The Family Secret

Family Secret wp“Oh, John! You must come!” Angie’s holler drifted up into his office.

Breaking the pencil in his hand, John inhaled deeply. He exposed his teeth in a Wallace and Gromit style grimace that was intended to resemble a smile. His footsteps fell heavily on the stair treads as he made his way down to the kitchen.  Once there, he observed his eight-month-old daughter on hands and knees poking her finger in a puddle of drool on the floor.

Angie, in the same position next to Ella, pointed while exclaiming, “Look! She’s drawn the number three.”

“Huh,” he muttered, “It does rather resemble a number.”

John’s smile was genuine as he went back to work. He remembered thinking that maternity leave would be charming and serene. The reality was that moments like this were oh-so-brief.

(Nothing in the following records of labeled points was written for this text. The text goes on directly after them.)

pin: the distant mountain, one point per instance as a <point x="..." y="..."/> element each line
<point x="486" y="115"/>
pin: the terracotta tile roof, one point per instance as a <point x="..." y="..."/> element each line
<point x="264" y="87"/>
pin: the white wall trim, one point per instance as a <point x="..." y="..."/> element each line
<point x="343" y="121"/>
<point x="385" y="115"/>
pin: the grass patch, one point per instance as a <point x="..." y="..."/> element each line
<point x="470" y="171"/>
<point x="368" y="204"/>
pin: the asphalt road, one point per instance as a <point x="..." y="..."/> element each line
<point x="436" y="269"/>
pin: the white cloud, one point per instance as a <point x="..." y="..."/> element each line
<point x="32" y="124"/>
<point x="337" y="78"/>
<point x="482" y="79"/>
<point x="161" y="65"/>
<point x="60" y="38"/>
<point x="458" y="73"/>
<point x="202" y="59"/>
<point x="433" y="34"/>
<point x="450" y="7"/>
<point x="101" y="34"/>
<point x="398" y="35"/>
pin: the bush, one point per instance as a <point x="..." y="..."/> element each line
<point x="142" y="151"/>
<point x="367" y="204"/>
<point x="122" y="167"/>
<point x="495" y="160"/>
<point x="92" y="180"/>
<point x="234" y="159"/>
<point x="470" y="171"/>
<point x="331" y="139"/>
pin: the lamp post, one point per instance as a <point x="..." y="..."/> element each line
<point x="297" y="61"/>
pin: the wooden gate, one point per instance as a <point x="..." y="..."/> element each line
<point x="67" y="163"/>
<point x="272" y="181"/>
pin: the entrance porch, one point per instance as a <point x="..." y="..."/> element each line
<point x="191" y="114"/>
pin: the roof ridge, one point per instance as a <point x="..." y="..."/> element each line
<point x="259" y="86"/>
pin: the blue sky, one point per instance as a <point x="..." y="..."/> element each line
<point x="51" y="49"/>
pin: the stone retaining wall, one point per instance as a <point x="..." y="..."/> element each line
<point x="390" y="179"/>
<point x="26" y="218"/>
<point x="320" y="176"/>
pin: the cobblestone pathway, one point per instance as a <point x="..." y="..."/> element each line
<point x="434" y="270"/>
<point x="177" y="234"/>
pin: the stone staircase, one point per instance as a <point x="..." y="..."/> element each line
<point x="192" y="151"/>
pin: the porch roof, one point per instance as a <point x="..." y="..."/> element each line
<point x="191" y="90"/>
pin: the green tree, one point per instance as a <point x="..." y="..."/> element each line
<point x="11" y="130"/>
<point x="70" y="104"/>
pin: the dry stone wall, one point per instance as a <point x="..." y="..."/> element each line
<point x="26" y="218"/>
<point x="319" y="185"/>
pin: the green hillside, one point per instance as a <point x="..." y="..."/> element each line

He and Angie had had one of their worst fights when she told him that she didn’t want to return to work. John missed the wife who wound her hair into a bun, wore heels, challenged his theories, and studied journals with newly published papers in their field.

That woman had been replaced with a tennis shoe wearing mother in sports clothes who talked non-stop about her offspring.  “Ella’s special, John,” Angie said daily.

When Ella gained motor control of her fingers, she covered every flat surface in their house with numbers, numbers and more numbers. Instead of drool she used crayons, markers, paint brushes, and chalk.

“The angular gyrus area of Ella’s brain, the area that processes spatial information is much more active than we see in most brains,” the specialist told them.  “You may have another Einstein on your hands.”

“See John,” Angie commented as she settled their daughter into her car seat. “I knew Ella was more advanced than the other kids in her playgroup.”

Raising a gifted child was challenging. As Ella grew, she became increasingly demanding, dictatorial, and driven. Their social life became an inverse function. For every Facebook and Snapchat follower gained when they posted news of Ella’s accomplishments, the family’s real friends  – the ones they socialized with – reduced in quantity.

There was one area where all three family members enjoyed themselves. When Ella danced she was awkward and blissfully unselfconscious about her movements. Everywhere she twirled, things on tables and shelves spilled, broke, or were knocked to the floor.

The specialists could never explain why Elton John’s music ALWAYS evoked spontaneous dancing in Ella.  It made her parents laugh, even as they picked up in the aftermath of her events. This particular nuance of their daughter’s character, John and Angie agreed, would be kept quiet.  It was fun, albeit embarrassing; how could it ever possibly matter?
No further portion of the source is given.